São repetidas palavras, idéias, sons ou
imagens de forma a que as pessoas se conformem, de certa forma, com a idéia que
inicialmente parecia inaceitável.
·Hipnose e sincronização: É uma técnica metódica cujo objetivo é manipular e fazer
mudar comportamentos, através da forma como a mensagem é transmitida e não
tanto pelo seu conteúdo. Primeiramente é essencial contruir uma relação com o
auditório através da sincronização de gestos, do ritmo respiratório, tom e
ritmo de voz para, de seguida, se atingir o vocabulário, idéias e conceitos. Em
determinado momento a pessoa está praticamente hipnotizada e torna-se incapaz
de resistir à entrada da mensagem no seu espírito. Esta empatia criada leva À
manipulação, desde que a pessoa manipulada não se aperceba das técnicas usadas.
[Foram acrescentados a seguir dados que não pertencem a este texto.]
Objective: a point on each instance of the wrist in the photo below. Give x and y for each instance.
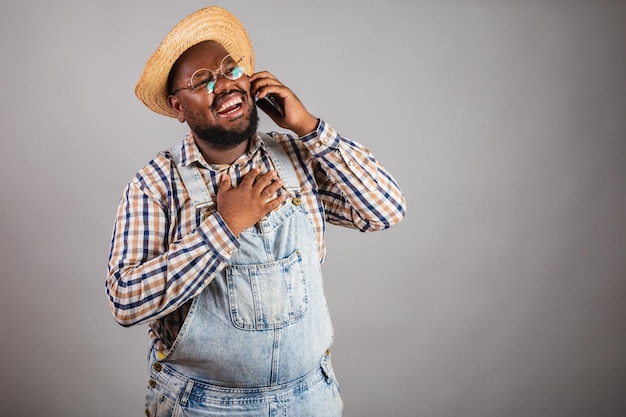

·Recurso ao tato: O contacto físico pode ser utilizado com a finalidade de
aumentar a adesão à mensagem.
Há estados que comprovam que quando um
vendedor toca o possível comprador, este tem mais probabilidade de efectuar a
compra.
Diferentes
tipos de manipulação cognitiva
·Enquadramento
mentiroso: Mente-se acerca dos
factos ou então omite-se, isto é, não se diz tudo em relação aos mesmos.
·Reenquadramento
abusivo: Os factos são
orientados por forma a deformar a realidade, induzindo à ilusão.
É a transformação de uma opinião
em informação.
Exemplo: Certo anúncio publicitário diz-nos "Certa lixívia
lava mais branco", mas mais branco do que o quê?
·Enquadramento
coercivo: Alguns factos são
omitidos e cria-se uma situação de aceitação de uma primeira mensagem que tem
como objetivo impôr ao recetor a real mensagem em relação à qual se pretende a
adesão.
Um exemplo deste tipo de manipulação é o
que algumas empresas fazem ao recorrer à promoção dos seus produtos através da
atribuição de prémios a potênciais clientes. Primeiro telefonam,
comunicando-lhes a sua sorte e de seguida indicando-lhes que se devem dirigir à
sua loja para levantar o prémio. Só na loja é que apresentam as contrapartidas
do negócio. Isto é muito usual acontecer com "ofertas"
de viagens.
·Amálgama:
Na amálgama a mensagem é misturada com
elementos exteriores ao produto, de forma a que pareça que há uma certa lógica
nessa mistura.
Este tipo de estratégia é muito usual
nas campanhas natalícias em que se apresentam nos anúncios árvores de Natal,
prendas (...), sendo que na maior parte das vezes esses elementos nada tem a
ver com o produto em questão.
A manipulação - Uma arma
poderosa
Hitler afirmava:
"a propaganda conduziu-nos ao poder, a propaganda permitiu-nos conservar
depois o poder, a propaganda, ainda, darnos-à a possibilidade de conquistar o
mundo".
A manipulação
associada às propagandas políticas, às ideologias e à publicidade é um perigo
real, na medida em que, é capaz de mudar mentalidades.
Este perigo
manifesta-se em dois sentidos:
·põe
em causa os príncipios da democracia na medida em que impõe a palavra, tentando
evitar a reflexão e a liberdade de decisão do auditório;
·põe
em causa a autonomia e a identidade das pessoas ao negar a liberdade do
pensamento e a sua expressão.
A
retórica branca e a retórica negra
·Retórica negra: - Diz respeito ao mau uso da retórica;
-Tem como objetivo enganar, iludir
e manipular o interlocutor;
-É o uso da manipulação.
·Retórica branca: -Diz respeito ao bom uso da retórica, isto é, quando o
público pode expressar e criticar o que foi dito;
-É o uso ético da retórica ou persuasão;
-Procura desmascarar os procedimentos da
retórica negra, apresentando por isso uma crítica à mesma.
Como lutar contra a manipulação?
É atavés da retórica branca que podemos lutar contra a
manipulação.
Para isso é necessário desenvolver o espírito crítico,
que implica:
·Analisar
a consciência dos argumentos e questionar as crenças que se aceitam sem
fundamento;
·Atitude de observação atenta;
·Domínio
de competências retórico-argumentativas.
Mas
o que significa dominar competências retórico-argumentativas?
A - saber argumentar e ao mesmo tempo pôr a descoberto os procedimentos da
manipulação. Num primeiro momento é necessário conhecer a manipulação a fundo e
as suas diversas formas.
B - Num segundo momento é necessária uma reflexão sobre os
efeitos que o abuso da retórica produzem.
É necessário impôr
regras e limites à persuasão que impeça a manipulação.
Esta imposição de
regras é fundamental para o exercício da liberdade.